Core module of China’s space station.
Credit: CMS/Inside Outer Space screengrab


China is pressing forward on construction of the country’s own space station. To do so, multiple classes of Long March boosters are to be utilized.

First up is lofting the station’s core module, the Tianzhou-2 cargo spacecraft and the Shenzhou-12 piloted spacecraft.

According to China Central Television (CCTV) rendezvous and docking as well as relevant in-orbit verifications of key technologies are scheduled to be completed this year.

China’s space station expected to be completed around 2022.
CMS/Inside Outer Space screengrab

Zero error launch windows

“This is the first time that we will launch multi-type Long March rockets to build a manned space station. The carrier rocket Long March-5B will launch the core module of the space station. Then the Long March-7 carrier rocket will launch the cargo spacecraft. Later, the Long March-2F carrier rocket will carry our astronauts to our space station,” said Mou Yu, director of the General Design Department of the China Academy of Launch Vehicle Technology.

Mou emphasized in a CCTV interview that the launch vehicles used require a high reliability of the pre-launch preparation work for the dynamical and control systems “and the zero error in the launch window.”

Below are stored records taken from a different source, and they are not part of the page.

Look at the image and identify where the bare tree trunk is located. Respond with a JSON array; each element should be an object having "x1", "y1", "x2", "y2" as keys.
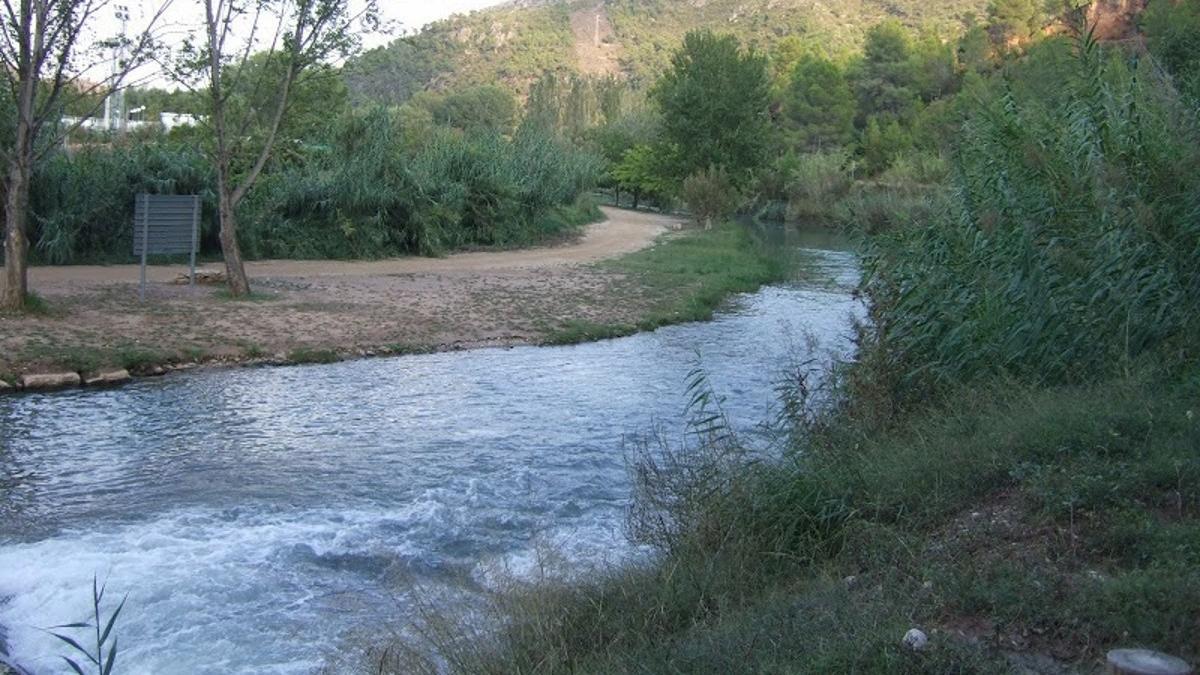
[
  {"x1": 1, "y1": 132, "x2": 32, "y2": 311},
  {"x1": 216, "y1": 180, "x2": 250, "y2": 296}
]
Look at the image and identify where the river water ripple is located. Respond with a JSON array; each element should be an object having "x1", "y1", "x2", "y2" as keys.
[{"x1": 0, "y1": 241, "x2": 862, "y2": 674}]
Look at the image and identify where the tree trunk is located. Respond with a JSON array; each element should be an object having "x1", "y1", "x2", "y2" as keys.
[
  {"x1": 1, "y1": 154, "x2": 31, "y2": 310},
  {"x1": 217, "y1": 184, "x2": 251, "y2": 297},
  {"x1": 632, "y1": 190, "x2": 640, "y2": 210}
]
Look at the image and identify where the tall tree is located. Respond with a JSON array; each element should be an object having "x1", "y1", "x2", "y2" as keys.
[
  {"x1": 854, "y1": 20, "x2": 918, "y2": 125},
  {"x1": 784, "y1": 54, "x2": 855, "y2": 149},
  {"x1": 652, "y1": 30, "x2": 770, "y2": 186},
  {"x1": 0, "y1": 0, "x2": 166, "y2": 310},
  {"x1": 174, "y1": 0, "x2": 374, "y2": 297}
]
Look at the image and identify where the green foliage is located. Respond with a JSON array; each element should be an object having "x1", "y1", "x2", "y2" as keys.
[
  {"x1": 783, "y1": 55, "x2": 856, "y2": 149},
  {"x1": 29, "y1": 142, "x2": 214, "y2": 264},
  {"x1": 860, "y1": 117, "x2": 913, "y2": 175},
  {"x1": 430, "y1": 85, "x2": 518, "y2": 135},
  {"x1": 652, "y1": 31, "x2": 771, "y2": 186},
  {"x1": 987, "y1": 0, "x2": 1045, "y2": 44},
  {"x1": 1141, "y1": 0, "x2": 1200, "y2": 103},
  {"x1": 241, "y1": 108, "x2": 602, "y2": 258},
  {"x1": 783, "y1": 150, "x2": 855, "y2": 219},
  {"x1": 854, "y1": 21, "x2": 920, "y2": 126},
  {"x1": 611, "y1": 143, "x2": 674, "y2": 207},
  {"x1": 680, "y1": 166, "x2": 740, "y2": 227},
  {"x1": 864, "y1": 35, "x2": 1200, "y2": 396}
]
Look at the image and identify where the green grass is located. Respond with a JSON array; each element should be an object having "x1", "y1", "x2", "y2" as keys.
[
  {"x1": 286, "y1": 347, "x2": 341, "y2": 364},
  {"x1": 544, "y1": 222, "x2": 788, "y2": 344},
  {"x1": 380, "y1": 373, "x2": 1198, "y2": 674},
  {"x1": 16, "y1": 341, "x2": 173, "y2": 375}
]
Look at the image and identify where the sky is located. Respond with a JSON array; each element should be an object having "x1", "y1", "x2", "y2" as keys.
[{"x1": 89, "y1": 0, "x2": 508, "y2": 87}]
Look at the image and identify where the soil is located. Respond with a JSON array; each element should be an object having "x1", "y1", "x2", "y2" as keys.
[{"x1": 0, "y1": 207, "x2": 681, "y2": 378}]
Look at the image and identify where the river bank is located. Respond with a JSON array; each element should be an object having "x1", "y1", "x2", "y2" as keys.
[{"x1": 0, "y1": 208, "x2": 784, "y2": 393}]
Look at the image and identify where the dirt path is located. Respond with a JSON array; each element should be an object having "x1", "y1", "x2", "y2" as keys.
[
  {"x1": 2, "y1": 207, "x2": 681, "y2": 379},
  {"x1": 28, "y1": 207, "x2": 674, "y2": 284}
]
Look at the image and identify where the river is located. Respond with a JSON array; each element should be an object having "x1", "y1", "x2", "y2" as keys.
[{"x1": 0, "y1": 235, "x2": 862, "y2": 674}]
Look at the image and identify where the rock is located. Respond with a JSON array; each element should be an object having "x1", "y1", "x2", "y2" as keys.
[
  {"x1": 145, "y1": 365, "x2": 167, "y2": 377},
  {"x1": 173, "y1": 269, "x2": 226, "y2": 285},
  {"x1": 83, "y1": 369, "x2": 131, "y2": 387},
  {"x1": 19, "y1": 372, "x2": 82, "y2": 390},
  {"x1": 902, "y1": 628, "x2": 929, "y2": 652},
  {"x1": 0, "y1": 379, "x2": 11, "y2": 392},
  {"x1": 1106, "y1": 649, "x2": 1193, "y2": 675}
]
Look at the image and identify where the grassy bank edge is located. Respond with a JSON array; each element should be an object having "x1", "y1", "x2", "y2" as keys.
[
  {"x1": 544, "y1": 221, "x2": 789, "y2": 345},
  {"x1": 382, "y1": 372, "x2": 1199, "y2": 674}
]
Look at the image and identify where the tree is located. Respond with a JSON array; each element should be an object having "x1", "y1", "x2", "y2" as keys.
[
  {"x1": 652, "y1": 31, "x2": 770, "y2": 187},
  {"x1": 854, "y1": 21, "x2": 919, "y2": 126},
  {"x1": 174, "y1": 0, "x2": 374, "y2": 297},
  {"x1": 987, "y1": 0, "x2": 1044, "y2": 44},
  {"x1": 612, "y1": 144, "x2": 672, "y2": 209},
  {"x1": 784, "y1": 54, "x2": 855, "y2": 149},
  {"x1": 0, "y1": 0, "x2": 166, "y2": 310},
  {"x1": 435, "y1": 85, "x2": 517, "y2": 134}
]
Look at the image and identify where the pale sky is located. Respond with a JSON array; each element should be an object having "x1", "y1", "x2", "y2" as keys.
[{"x1": 88, "y1": 0, "x2": 507, "y2": 87}]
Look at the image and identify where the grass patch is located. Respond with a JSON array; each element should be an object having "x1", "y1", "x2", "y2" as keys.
[
  {"x1": 287, "y1": 347, "x2": 341, "y2": 364},
  {"x1": 544, "y1": 222, "x2": 788, "y2": 345},
  {"x1": 0, "y1": 291, "x2": 60, "y2": 318},
  {"x1": 113, "y1": 346, "x2": 171, "y2": 373}
]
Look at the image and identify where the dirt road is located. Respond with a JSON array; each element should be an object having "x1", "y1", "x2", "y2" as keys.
[
  {"x1": 2, "y1": 207, "x2": 681, "y2": 377},
  {"x1": 28, "y1": 207, "x2": 673, "y2": 285}
]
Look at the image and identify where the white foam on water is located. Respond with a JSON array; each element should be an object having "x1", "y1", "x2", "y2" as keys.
[{"x1": 0, "y1": 500, "x2": 475, "y2": 675}]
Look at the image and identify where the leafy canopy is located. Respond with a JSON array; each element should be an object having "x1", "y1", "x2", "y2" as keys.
[{"x1": 651, "y1": 30, "x2": 771, "y2": 186}]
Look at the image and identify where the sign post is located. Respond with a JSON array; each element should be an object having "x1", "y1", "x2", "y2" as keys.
[{"x1": 133, "y1": 194, "x2": 201, "y2": 301}]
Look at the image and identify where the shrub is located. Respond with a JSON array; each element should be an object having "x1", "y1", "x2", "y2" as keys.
[
  {"x1": 784, "y1": 150, "x2": 854, "y2": 220},
  {"x1": 680, "y1": 165, "x2": 740, "y2": 229},
  {"x1": 239, "y1": 107, "x2": 602, "y2": 258}
]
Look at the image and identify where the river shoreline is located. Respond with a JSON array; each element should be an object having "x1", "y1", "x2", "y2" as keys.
[{"x1": 0, "y1": 216, "x2": 789, "y2": 395}]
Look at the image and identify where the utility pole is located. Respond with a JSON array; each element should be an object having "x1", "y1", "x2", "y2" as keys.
[{"x1": 104, "y1": 5, "x2": 130, "y2": 133}]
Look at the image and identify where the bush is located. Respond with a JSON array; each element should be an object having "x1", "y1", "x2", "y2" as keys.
[
  {"x1": 240, "y1": 107, "x2": 602, "y2": 258},
  {"x1": 29, "y1": 141, "x2": 214, "y2": 263},
  {"x1": 784, "y1": 150, "x2": 854, "y2": 221},
  {"x1": 862, "y1": 35, "x2": 1200, "y2": 398},
  {"x1": 680, "y1": 165, "x2": 740, "y2": 229}
]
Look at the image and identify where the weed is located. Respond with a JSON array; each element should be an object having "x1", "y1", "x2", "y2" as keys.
[
  {"x1": 46, "y1": 577, "x2": 125, "y2": 675},
  {"x1": 287, "y1": 348, "x2": 340, "y2": 364}
]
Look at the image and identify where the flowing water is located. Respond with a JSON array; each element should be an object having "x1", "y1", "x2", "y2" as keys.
[{"x1": 0, "y1": 237, "x2": 862, "y2": 674}]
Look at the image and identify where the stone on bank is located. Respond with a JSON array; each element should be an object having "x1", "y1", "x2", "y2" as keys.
[
  {"x1": 19, "y1": 372, "x2": 82, "y2": 390},
  {"x1": 84, "y1": 369, "x2": 132, "y2": 387}
]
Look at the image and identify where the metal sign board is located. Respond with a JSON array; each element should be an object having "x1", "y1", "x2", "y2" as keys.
[{"x1": 133, "y1": 194, "x2": 200, "y2": 300}]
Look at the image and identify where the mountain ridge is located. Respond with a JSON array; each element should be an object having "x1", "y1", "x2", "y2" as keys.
[{"x1": 346, "y1": 0, "x2": 991, "y2": 103}]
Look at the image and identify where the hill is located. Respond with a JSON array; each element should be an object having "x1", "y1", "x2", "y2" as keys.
[{"x1": 344, "y1": 0, "x2": 991, "y2": 103}]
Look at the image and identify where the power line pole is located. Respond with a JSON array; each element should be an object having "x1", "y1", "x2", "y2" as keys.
[{"x1": 105, "y1": 5, "x2": 130, "y2": 134}]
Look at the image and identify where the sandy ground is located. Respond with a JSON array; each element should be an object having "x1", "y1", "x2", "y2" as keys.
[{"x1": 1, "y1": 207, "x2": 681, "y2": 377}]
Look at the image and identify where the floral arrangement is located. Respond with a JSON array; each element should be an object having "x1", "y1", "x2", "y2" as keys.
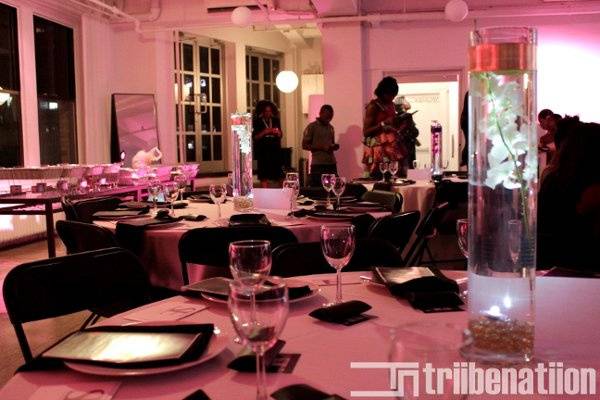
[
  {"x1": 472, "y1": 72, "x2": 537, "y2": 228},
  {"x1": 132, "y1": 147, "x2": 163, "y2": 169}
]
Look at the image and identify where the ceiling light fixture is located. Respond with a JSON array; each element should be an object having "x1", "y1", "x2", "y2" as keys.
[
  {"x1": 445, "y1": 0, "x2": 469, "y2": 22},
  {"x1": 231, "y1": 6, "x2": 252, "y2": 27},
  {"x1": 275, "y1": 71, "x2": 299, "y2": 93}
]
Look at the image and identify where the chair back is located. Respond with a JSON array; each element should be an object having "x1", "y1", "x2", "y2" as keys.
[
  {"x1": 351, "y1": 213, "x2": 376, "y2": 239},
  {"x1": 344, "y1": 182, "x2": 368, "y2": 199},
  {"x1": 368, "y1": 210, "x2": 421, "y2": 254},
  {"x1": 62, "y1": 197, "x2": 121, "y2": 223},
  {"x1": 271, "y1": 239, "x2": 403, "y2": 277},
  {"x1": 403, "y1": 202, "x2": 450, "y2": 266},
  {"x1": 178, "y1": 226, "x2": 298, "y2": 285},
  {"x1": 3, "y1": 248, "x2": 151, "y2": 361},
  {"x1": 372, "y1": 182, "x2": 392, "y2": 192},
  {"x1": 56, "y1": 220, "x2": 119, "y2": 254},
  {"x1": 361, "y1": 190, "x2": 403, "y2": 213}
]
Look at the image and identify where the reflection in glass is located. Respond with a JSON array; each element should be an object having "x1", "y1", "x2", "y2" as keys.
[
  {"x1": 201, "y1": 135, "x2": 211, "y2": 161},
  {"x1": 199, "y1": 46, "x2": 209, "y2": 73},
  {"x1": 184, "y1": 105, "x2": 195, "y2": 131},
  {"x1": 210, "y1": 48, "x2": 220, "y2": 74},
  {"x1": 185, "y1": 136, "x2": 196, "y2": 161},
  {"x1": 212, "y1": 107, "x2": 222, "y2": 132},
  {"x1": 182, "y1": 43, "x2": 193, "y2": 71}
]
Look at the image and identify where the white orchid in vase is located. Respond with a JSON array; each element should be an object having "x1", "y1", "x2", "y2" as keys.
[{"x1": 473, "y1": 72, "x2": 537, "y2": 235}]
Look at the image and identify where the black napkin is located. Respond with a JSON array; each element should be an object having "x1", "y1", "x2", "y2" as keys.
[
  {"x1": 17, "y1": 357, "x2": 66, "y2": 373},
  {"x1": 228, "y1": 340, "x2": 286, "y2": 372},
  {"x1": 144, "y1": 200, "x2": 189, "y2": 209},
  {"x1": 41, "y1": 324, "x2": 214, "y2": 369},
  {"x1": 188, "y1": 194, "x2": 228, "y2": 204},
  {"x1": 391, "y1": 179, "x2": 416, "y2": 186},
  {"x1": 93, "y1": 209, "x2": 148, "y2": 219},
  {"x1": 272, "y1": 384, "x2": 347, "y2": 400},
  {"x1": 229, "y1": 213, "x2": 270, "y2": 226},
  {"x1": 118, "y1": 201, "x2": 151, "y2": 211},
  {"x1": 181, "y1": 214, "x2": 208, "y2": 222},
  {"x1": 373, "y1": 267, "x2": 464, "y2": 312},
  {"x1": 116, "y1": 212, "x2": 182, "y2": 253},
  {"x1": 183, "y1": 389, "x2": 211, "y2": 400},
  {"x1": 309, "y1": 300, "x2": 372, "y2": 325}
]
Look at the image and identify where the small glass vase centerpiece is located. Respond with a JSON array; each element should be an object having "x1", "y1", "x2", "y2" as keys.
[
  {"x1": 461, "y1": 27, "x2": 538, "y2": 364},
  {"x1": 231, "y1": 112, "x2": 254, "y2": 211}
]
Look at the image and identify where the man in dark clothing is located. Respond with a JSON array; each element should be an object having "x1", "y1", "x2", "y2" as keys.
[{"x1": 302, "y1": 104, "x2": 339, "y2": 187}]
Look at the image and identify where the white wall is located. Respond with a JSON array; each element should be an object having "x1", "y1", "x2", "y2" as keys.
[{"x1": 322, "y1": 13, "x2": 600, "y2": 177}]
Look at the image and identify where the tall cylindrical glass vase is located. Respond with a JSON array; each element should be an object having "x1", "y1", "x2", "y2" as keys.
[
  {"x1": 231, "y1": 113, "x2": 254, "y2": 211},
  {"x1": 461, "y1": 27, "x2": 538, "y2": 364}
]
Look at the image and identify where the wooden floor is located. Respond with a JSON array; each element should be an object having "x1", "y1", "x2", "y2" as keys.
[{"x1": 0, "y1": 240, "x2": 90, "y2": 387}]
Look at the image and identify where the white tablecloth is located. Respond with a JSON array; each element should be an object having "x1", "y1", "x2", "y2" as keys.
[
  {"x1": 96, "y1": 202, "x2": 389, "y2": 290},
  {"x1": 363, "y1": 180, "x2": 437, "y2": 218},
  {"x1": 1, "y1": 272, "x2": 598, "y2": 399}
]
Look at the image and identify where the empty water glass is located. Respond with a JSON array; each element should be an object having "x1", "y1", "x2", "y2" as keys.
[
  {"x1": 379, "y1": 162, "x2": 389, "y2": 182},
  {"x1": 282, "y1": 179, "x2": 299, "y2": 215},
  {"x1": 321, "y1": 173, "x2": 335, "y2": 208},
  {"x1": 388, "y1": 160, "x2": 399, "y2": 181},
  {"x1": 321, "y1": 224, "x2": 355, "y2": 305},
  {"x1": 209, "y1": 183, "x2": 227, "y2": 218},
  {"x1": 331, "y1": 176, "x2": 346, "y2": 210}
]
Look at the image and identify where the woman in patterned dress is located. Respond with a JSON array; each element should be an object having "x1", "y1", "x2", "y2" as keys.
[{"x1": 362, "y1": 76, "x2": 407, "y2": 178}]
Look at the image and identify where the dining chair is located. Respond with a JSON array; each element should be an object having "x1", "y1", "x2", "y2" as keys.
[
  {"x1": 271, "y1": 239, "x2": 403, "y2": 277},
  {"x1": 368, "y1": 210, "x2": 421, "y2": 255},
  {"x1": 56, "y1": 220, "x2": 119, "y2": 254},
  {"x1": 62, "y1": 196, "x2": 122, "y2": 223},
  {"x1": 178, "y1": 226, "x2": 299, "y2": 285},
  {"x1": 361, "y1": 190, "x2": 403, "y2": 213},
  {"x1": 372, "y1": 182, "x2": 392, "y2": 192},
  {"x1": 351, "y1": 213, "x2": 376, "y2": 239},
  {"x1": 403, "y1": 202, "x2": 450, "y2": 266},
  {"x1": 3, "y1": 247, "x2": 151, "y2": 362}
]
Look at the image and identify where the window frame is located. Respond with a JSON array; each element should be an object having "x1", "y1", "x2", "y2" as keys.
[{"x1": 245, "y1": 49, "x2": 283, "y2": 115}]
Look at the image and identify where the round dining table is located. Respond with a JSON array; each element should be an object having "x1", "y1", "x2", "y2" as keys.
[
  {"x1": 1, "y1": 271, "x2": 598, "y2": 399},
  {"x1": 96, "y1": 202, "x2": 390, "y2": 290}
]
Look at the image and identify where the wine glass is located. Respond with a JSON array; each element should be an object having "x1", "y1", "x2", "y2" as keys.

To piece together the space station, China will successively launch the Tianhe core capsule, Wentian and Mengtian lab modules. In addition, four Shenzhou crew-carrying spacecrafts and four Tianzhou cargo spacecrafts will also be launched to establish a rotation of astronauts to work on the space station and supply goods to sustain station operations.

Credit: China Military Online

Meanwhile, China’s space tracking ship Yuanwang-3 set sail on Saturday for the Pacific Ocean from a port in east China’s Jiangsu Province for upcoming maritime monitoring missions.

Yuanwang-3 is a second-generation Chinese space tracking ship. It has undertaken more than 90 maritime tracking and monitoring tasks for spacecraft, including the Shenzhou spaceships, Chang’e lunar probes and BeiDou satellites.